Actions concrètes et prise de parole
Pigasse demande au gouvernement français « de faire plus » dans la taxation des plus riches, participant à des débats publics sur la justice fiscale.
Sur le plan des médias, il revendique un rôle culturel engagé : ses médias prennent des risques éditoriaux, invitent des voix critiques, encouragent un ton plus politique ou militant dans des domaines dits culturels (musique, humour, liberté d’expression).
Le contraste 2015 vs 2025
| Aspect | Pigasse vers 2015 | Pigasse en 2025 |
| Position sur la dette | Très critique, plaidait pour effacement, forçait la main à la rigueur des États | Moins focalisé sur la dette comme mal absolu, plus sur les inégalités et taxation |
| Posture économique | Banquier d’affaires, austérité, finance | Banquier + propriétaire de médias culturels, plus engagé politiquement |
| Méthode | Alertes économiques, prévisions alarmistes | Prises de parole publiques, engagement médiatique, activités culturelles |
| Public visé | Cercles économiques, politiques | Audiences médiatiques, culturelles, électorat de gauche et progressiste |
Enjeux et implications
Crédibilité : ce basculement provoque des questionnements : jusqu’à quel point Pigasse peut-il demeurer crédible auprès de ses contradicteurs quand ses positions semblent changer selon le contexte ?
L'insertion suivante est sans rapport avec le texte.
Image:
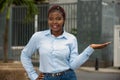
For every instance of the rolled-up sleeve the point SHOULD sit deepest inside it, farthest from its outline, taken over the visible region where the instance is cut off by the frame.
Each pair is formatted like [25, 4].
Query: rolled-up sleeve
[76, 60]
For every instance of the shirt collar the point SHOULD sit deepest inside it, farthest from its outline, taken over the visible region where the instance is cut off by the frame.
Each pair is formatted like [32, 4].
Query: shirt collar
[64, 35]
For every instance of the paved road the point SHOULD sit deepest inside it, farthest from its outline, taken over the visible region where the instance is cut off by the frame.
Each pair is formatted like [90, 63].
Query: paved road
[86, 75]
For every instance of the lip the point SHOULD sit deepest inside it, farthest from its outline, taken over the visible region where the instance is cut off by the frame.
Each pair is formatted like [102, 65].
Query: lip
[55, 26]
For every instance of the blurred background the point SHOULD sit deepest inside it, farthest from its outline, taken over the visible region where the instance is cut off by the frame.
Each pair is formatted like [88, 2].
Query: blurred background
[91, 21]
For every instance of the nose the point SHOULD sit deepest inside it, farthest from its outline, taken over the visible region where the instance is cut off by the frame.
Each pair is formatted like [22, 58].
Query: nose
[54, 21]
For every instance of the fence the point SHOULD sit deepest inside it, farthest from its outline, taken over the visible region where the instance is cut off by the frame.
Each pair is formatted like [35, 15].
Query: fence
[84, 20]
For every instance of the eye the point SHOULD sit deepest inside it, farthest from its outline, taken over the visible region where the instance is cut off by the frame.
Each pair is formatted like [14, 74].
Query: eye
[50, 18]
[59, 18]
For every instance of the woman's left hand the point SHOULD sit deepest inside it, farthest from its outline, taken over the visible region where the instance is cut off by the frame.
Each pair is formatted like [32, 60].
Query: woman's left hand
[99, 46]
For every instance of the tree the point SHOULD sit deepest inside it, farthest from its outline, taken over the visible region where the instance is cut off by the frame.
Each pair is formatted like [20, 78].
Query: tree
[5, 5]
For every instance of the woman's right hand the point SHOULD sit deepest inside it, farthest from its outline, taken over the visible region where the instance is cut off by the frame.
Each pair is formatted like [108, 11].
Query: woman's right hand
[40, 77]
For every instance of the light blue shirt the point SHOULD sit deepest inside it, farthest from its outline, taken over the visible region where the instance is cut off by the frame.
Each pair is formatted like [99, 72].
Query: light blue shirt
[56, 53]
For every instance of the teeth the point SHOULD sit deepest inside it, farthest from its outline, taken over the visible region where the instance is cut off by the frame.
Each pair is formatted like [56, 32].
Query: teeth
[55, 26]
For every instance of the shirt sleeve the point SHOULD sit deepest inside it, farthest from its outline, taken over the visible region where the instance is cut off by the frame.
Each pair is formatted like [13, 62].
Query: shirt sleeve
[26, 54]
[76, 60]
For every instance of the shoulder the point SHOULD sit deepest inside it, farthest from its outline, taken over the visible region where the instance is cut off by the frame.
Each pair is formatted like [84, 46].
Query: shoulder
[40, 34]
[70, 36]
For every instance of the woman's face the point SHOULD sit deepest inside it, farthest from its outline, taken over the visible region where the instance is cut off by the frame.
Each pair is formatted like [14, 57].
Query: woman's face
[55, 22]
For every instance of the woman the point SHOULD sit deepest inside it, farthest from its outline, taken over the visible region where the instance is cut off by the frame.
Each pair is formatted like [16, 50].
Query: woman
[58, 50]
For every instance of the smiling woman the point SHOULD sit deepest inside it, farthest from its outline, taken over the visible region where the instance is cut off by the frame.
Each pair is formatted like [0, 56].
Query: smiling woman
[58, 50]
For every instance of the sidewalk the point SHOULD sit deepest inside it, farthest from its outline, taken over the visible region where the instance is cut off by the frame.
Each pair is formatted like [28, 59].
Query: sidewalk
[105, 70]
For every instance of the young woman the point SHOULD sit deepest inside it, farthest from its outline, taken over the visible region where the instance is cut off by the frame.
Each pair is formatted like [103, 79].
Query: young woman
[58, 50]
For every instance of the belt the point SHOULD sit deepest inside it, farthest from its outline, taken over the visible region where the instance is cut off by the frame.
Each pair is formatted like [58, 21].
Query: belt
[57, 74]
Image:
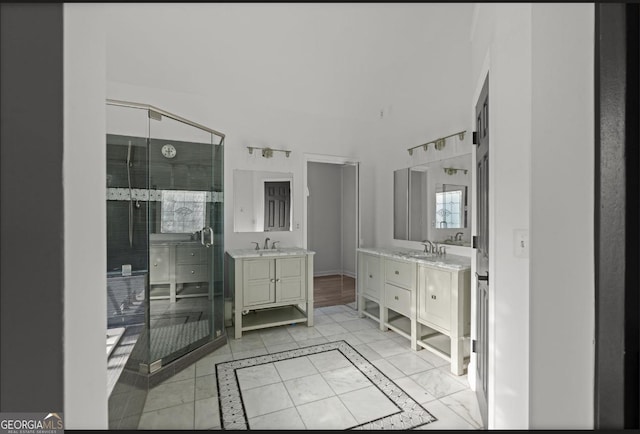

Influence médiatique : en contrôlant des médias culturels, ses discours atteignent un public large — ce qui lui donne du poids non seulement économique mais idéologique.
Débat politique : cette évolution s’insère dans les débats actuels sur les inégalités, le rôle des médias, la justice fiscale, et la frontière entre engagement culturel et responsabilité politique.
Identité personnelle : Pigasse apparaît comme en quête d’un rôle plus symbolique, peut-être un peu provocateur , “banquier d’affaires qui se rêve révolutionnaire culturel”.

Conclusion
Le Pigasse de 2025 ne ressemble pas exactement à celui d’il y a dix ans. Le banquier autrefois austéritaire est devenu une sorte de figure hybride : financier puissant, investisseur médiatique, engagé sur des sujets culturels et politiques, plus à l’aise dans le registre de la critique des élites qu’au temps où il annonçait la faillite des États. Son positionnement soulève des inquiétudes, mais aussi un intérêt : celui de voir comment pouvoir, média et culture s’interpénètrent dans le nouveau monde politique.